Muhtar emmi reis oldu da ne oldu?

Atlas Gösteri yıllar evvel 'Muhtar Emmi Reis Oldu' isimli bir bant tiyatrosu hazırlamıştı. 1990’da ilgilisine sunulan bu çalışma, başından sonuna değin hiciv ve güldürü içeriyor. Fatih Pala yazdı.

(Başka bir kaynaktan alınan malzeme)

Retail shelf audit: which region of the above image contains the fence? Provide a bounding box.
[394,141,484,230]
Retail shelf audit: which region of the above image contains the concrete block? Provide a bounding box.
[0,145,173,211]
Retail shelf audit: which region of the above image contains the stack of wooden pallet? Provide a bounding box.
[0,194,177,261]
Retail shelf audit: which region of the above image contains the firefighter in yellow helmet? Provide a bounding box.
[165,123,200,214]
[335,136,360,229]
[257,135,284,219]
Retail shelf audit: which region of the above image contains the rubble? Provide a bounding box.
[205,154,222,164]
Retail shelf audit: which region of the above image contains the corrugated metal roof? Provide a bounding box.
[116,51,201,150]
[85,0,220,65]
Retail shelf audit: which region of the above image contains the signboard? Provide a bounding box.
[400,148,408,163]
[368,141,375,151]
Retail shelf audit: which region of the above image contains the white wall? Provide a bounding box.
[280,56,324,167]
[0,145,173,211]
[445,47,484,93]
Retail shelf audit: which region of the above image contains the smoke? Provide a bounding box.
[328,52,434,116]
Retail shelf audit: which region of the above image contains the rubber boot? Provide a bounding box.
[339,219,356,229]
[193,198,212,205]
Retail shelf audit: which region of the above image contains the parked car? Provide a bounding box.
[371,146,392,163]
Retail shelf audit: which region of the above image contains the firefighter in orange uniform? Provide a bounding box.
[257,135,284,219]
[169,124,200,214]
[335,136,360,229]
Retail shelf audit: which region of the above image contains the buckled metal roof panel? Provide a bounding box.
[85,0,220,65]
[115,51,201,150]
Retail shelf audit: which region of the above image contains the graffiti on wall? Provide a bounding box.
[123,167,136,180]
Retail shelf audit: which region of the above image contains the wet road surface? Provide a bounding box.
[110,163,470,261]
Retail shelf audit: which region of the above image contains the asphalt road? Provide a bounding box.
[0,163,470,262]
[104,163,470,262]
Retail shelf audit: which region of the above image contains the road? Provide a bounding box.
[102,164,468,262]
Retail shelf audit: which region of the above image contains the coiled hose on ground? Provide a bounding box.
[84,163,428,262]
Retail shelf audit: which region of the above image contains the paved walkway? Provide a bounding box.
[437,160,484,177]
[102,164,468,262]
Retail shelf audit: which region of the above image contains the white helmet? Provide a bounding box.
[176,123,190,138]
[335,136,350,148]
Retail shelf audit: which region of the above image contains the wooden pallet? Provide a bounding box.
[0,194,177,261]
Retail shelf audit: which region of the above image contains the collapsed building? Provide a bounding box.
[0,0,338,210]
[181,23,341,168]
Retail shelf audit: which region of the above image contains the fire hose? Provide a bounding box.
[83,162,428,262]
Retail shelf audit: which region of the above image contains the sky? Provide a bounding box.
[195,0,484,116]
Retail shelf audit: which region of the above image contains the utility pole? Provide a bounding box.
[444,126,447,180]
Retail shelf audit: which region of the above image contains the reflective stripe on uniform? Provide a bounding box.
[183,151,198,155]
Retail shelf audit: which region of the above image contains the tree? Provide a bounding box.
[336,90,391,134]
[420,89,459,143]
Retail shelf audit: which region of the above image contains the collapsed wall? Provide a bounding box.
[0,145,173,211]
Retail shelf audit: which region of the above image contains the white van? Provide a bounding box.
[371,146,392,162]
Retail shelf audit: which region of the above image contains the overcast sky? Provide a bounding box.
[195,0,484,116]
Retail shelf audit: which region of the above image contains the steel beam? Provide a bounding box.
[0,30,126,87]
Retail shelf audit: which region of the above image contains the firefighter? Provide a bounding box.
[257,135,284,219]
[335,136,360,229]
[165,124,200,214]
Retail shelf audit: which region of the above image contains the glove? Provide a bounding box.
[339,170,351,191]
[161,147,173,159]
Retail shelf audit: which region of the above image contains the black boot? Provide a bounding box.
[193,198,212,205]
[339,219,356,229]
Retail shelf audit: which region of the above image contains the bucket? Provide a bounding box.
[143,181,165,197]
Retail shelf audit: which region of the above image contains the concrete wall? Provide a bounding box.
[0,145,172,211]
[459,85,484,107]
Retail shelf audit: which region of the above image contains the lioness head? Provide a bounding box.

Muhtar emmi reis oldu da ne oldu?

Atlas Gösteri yıllar evvel “Muhtar Emmi Reis Oldu” isimli bir bant tiyatrosu hazırlamıştı. 1990’da ilgilisine sunulan ve senaryosunu Ekrem Bektaş'ın yazdığı bu çalışma, başından sonuna değin hiciv ve güldürü içeriyor. Yeşilçam filmlerinden aşina olduğumuz aktörlerin sesleriyle canlandırılan karakterler, meselelere ayan beyan ayna tutmuş eleştirel içerikte de olsa. Muhtarımız, yenilikçi, ileri görüşlü, eleştiriye açık ve biraz da ‘dediğim dedik’ bir şahıs olarak temayüz ediyor. Köy halkı da muhtarlarının yeniliklerini ne kadar benimsemekte zorlanıyorsalar da söylenilenlere uymaktan başka çareleri yoktur. Her ne kadar mahallî seçimlerin bamteline dokunuluyorsa ve o çerçeveye dönük hicivler var olsa da, içeriğinde “seçim” olan bütün olgulara söylenecek söz var “Muhtar Emmi Reis Oldu”da.

Muhtar ne vakit vilayete gitse, yeni yeni, garip garip türediliklerle köyüne geri döner. Bir seferinde, köye trafik ışığı yaptırmak ister; ama ihtiyar heyeti “yahu bizim eşekler trafik ışığından ne anlar” deyu güç bela vazgeçirirler muhtarı bu fikrinden. Yine bir sefer, köyün meydanına kocaman bir park yaptırır muhtar. Köylünün birinin ineği parktaki çiçekleri yedi diye az kalsın mahkemelik olacak duruma gelirler. Daha başka bir seferde ise Süleymaniye’ye benzesin maksadıyla köyün camisini karşı tepeye yaptırır. Tabi cami Süleymaniye’ye benzemez ama uzaklığı benzeşir köylü nazarınca.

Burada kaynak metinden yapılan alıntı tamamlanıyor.